Just another day (or two) of torturing data. Like I mentioned a couple of days ago, a week back I decided to update a data set to include the last year or so of data (the data sources I use were recently updated). Like most "simple" jobs, it's turned out to be much more of a hairball than I expected. Although the program I used was fairly simple to rewrite, I realized that I had to update not one, not tWo, but THREE datasets in order to bring everything up to the present.

Caution: SAS Geekspeak ahead

One of the data sets is pretty large (it was about 70 gigabytes, but with the updates and indexing I've done, it's almost 100 gig). So, adding the new data and checking it took quite a while (no matter how efficiently you code things, SAS simply takes a long time to read a 70 gigabyte file). I thought I had everything done except for the final step.

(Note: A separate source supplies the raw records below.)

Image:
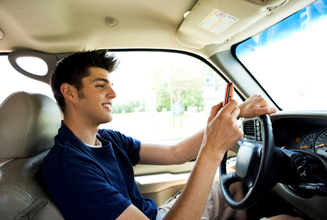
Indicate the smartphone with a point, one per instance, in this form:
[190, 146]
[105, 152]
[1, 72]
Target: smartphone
[229, 93]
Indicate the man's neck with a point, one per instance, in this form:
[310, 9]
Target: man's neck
[83, 131]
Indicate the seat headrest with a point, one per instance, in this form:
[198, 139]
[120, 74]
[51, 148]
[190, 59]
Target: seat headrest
[28, 125]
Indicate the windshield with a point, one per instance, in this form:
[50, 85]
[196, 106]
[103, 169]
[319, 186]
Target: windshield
[289, 59]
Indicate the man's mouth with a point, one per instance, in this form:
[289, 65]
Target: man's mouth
[108, 106]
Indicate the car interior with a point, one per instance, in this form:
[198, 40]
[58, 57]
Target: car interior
[176, 58]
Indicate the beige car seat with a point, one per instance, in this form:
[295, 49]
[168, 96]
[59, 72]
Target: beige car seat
[28, 125]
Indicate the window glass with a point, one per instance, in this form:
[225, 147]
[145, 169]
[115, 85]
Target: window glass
[160, 95]
[163, 96]
[289, 59]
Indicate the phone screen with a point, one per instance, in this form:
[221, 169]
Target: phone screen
[229, 93]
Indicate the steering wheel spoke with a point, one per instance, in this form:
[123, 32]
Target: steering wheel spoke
[253, 165]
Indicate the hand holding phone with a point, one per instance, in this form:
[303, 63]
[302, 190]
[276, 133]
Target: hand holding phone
[229, 93]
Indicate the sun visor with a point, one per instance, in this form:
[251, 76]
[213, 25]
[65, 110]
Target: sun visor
[215, 21]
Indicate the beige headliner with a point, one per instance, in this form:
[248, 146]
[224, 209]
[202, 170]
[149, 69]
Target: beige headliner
[60, 26]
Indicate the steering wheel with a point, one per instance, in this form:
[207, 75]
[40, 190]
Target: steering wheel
[253, 165]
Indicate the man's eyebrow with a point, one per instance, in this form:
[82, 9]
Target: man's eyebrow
[100, 79]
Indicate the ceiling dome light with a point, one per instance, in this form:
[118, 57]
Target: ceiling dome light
[111, 20]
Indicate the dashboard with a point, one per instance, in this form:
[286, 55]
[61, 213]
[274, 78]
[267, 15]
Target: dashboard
[304, 133]
[301, 131]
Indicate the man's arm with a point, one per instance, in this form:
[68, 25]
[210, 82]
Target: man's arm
[188, 148]
[221, 133]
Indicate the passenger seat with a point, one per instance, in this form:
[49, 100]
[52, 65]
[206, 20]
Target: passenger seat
[28, 125]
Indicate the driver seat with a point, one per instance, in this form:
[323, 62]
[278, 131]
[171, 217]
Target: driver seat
[28, 125]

Unfortunately, the program kept crashing due to "insufficient resources."

For the unitiated, when manipulating data (sorting, intermediate steps on SQL select statements, etc...) SAS sets up temporary ("scratch") files. They're supposed to be released when SAS terminates, but unfortunately, my system wasn't doing that. So, I had over 180 gigabytes of temporary files clogging up my hard drive. This means that there wasn't enough disk space on my 250 gigabyte drive for SAS to manipulate the large files I'm using.

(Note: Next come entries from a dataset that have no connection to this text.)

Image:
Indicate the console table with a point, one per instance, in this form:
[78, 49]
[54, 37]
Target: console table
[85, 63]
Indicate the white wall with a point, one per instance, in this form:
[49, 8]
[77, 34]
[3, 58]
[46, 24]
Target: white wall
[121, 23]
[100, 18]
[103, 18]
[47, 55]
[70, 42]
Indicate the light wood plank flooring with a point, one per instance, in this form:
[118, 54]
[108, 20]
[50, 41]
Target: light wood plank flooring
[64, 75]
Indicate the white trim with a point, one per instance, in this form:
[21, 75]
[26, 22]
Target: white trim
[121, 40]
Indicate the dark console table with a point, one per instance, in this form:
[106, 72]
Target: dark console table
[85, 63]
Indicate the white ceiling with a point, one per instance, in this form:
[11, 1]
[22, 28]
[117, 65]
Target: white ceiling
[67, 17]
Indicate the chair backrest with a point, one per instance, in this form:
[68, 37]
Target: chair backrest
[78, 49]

Of course, I only realized this when my program crashed AFTER EIGHT HOURS OF RUNNING! TWICE!

I've now manually deleted all the temporary files, and I'm running the program overnight to see if this fixes the problem.

Ah well - if it was easy, anyone could do it.

update (next morning): Phew! It ran - it seems the unreleased temporary files were the issue. On to the next problem.